Restart ComfyUI to load the new nodes.
Find the Nodes: Look for the new nodes under the category Local LLM Nodes/LLM Connectors.
Use the Nodes:
- For Hugging Face Models:
  - Add the "Set Local LLM Service Connector 🐑 (HuggingFace)" node.
  - Select your model directory from the dropdown.
- For GGUF Models:
  - Add the "Set Local GGUF LLM Service Connector 🐑" node.
  - Select your model file (or directory) from the dropdown.
  - Use the device dropdown: Choose GPU for GPU acceleration (requires CUDA setup).
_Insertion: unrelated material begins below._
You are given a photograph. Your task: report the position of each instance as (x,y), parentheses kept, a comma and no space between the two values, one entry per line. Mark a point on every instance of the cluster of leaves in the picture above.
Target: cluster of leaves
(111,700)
Choose CPU for CPU execution.
  - Adjust the n_gpu_layers slider to control how many layers are offloaded to the GPU.
- Common Steps for Prompt Generation:
  - Add the "Local Kontext Prompt Generator 🐑" node.
  - Connect the output of the chosen "Set Local ... LLM Service Connector 🐑" node to the llm_service_connector input.
  - Provide Inputs:
    - Connect an image description (e.g., from Florence-2) to image1_description.
    - Provide a simple edit_instruction (e.g., "make it look like it's being used in a luxury spa").
    - Select a preset from the dropdown.
  - Connect the kontext_prompt output to your desired node (e.g., Flux Kontext Dev).

Memory Optimization

Running large LLMs alongside large image models can strain resources.

Hugging Face Models:
- Use 4-bit/8-bit quantization with bitsandbytes. Uncomment and adjust the code in local_llm_connector.py.
GGUF Models:
- GGUF models are inherently quantized. Choose a more quantized version (like Q8_0) for lower memory usage.
- Use the n_gpu_layers parameter in the GGUF connector node for GPU acceleration.

Requirements

ComfyUI
Python Libraries (see requirements.txt):
- transformers
- torch
- llama-cpp-python (Optional, for GGUF support - install with GPU flags)
- bitsandbytes (Optional, for Hugging Face quantization)
- Other dependencies as listed

Acknowledgements

This node pack builds upon concepts from the excellent ComfyUI-MieNodes extension.